Cardiff University is proud to be home to the community of researchers and practitioners who recognised the need to provide leadership in order to bring Cardiff’s creative sector – industry, research, education and policy – together in more strategic ways. As a flagship enterprise, Creative Cardiff combines the university’s expertise in research and development with its emphasis on innovation and its commitment to civic mission. This has enabled Cardiff University to speak knowledgeably, proudly and with impact in discussions about the City Region’s cultural and business strategies.
It is the distinctive characteristics of place that the Creative Cardiff team have set out to understand and respond to so well.
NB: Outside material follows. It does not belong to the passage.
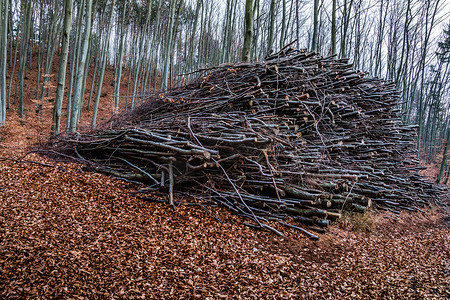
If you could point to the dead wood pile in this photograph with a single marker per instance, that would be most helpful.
(295, 137)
What is it about the Cardiff Capital Region’s creative workforce that makes it so important to the city, region, Wales and the world?
What might creative citizenship mean for both individuals and the region? What were the particular challenges facing a city of multiple small creative entities? What kind of connections could most valuably be forged to achieve critical mass and a sense of common identity and brand? What kind of creative funding programme might prompt the best game-changing ideas? Through consultation, co-production and the creation of peer networks (partners, stakeholders, funders and supporters), Creative Cardiff has assisted the sector in arriving at answers to these questions, while remaining ready to respond to leftfield challenges and to the shifting social and economic circumstances that have marked its anniversary year.
In 2018, along with other partners, Creative Cardiff played a key role in securing funding from the Arts and Humanities Research Council (AHRC) Creative Industries Clusters Programme for Clwstwr – a project to create new products, services and experiences for a sustainable screen and news sector in South Wales that will as a result be better equipped to compete in an industry dominated by the integrated strength of global media companies. As Creative Cardiff reaches this anniversary, it has again taken up a leading role, with a strong cohort of partners, in developing a large-scale UK Research and Innovation (UKRI) Strength in Places bid, whose aim is to build on Clwstwr’s success and establish the Cardiff Capital Region as a global centre for media innovation that grows talent, connects up creative assets and plays a key role in defining the region’s sense of place – both for its own multicultural citizens and for the rest of the world.
Five years in, Creative Cardiff’s ambition continues to help define and shape the cluster, constellation, ecosystem and engine that form the Welsh capital region’s creative life.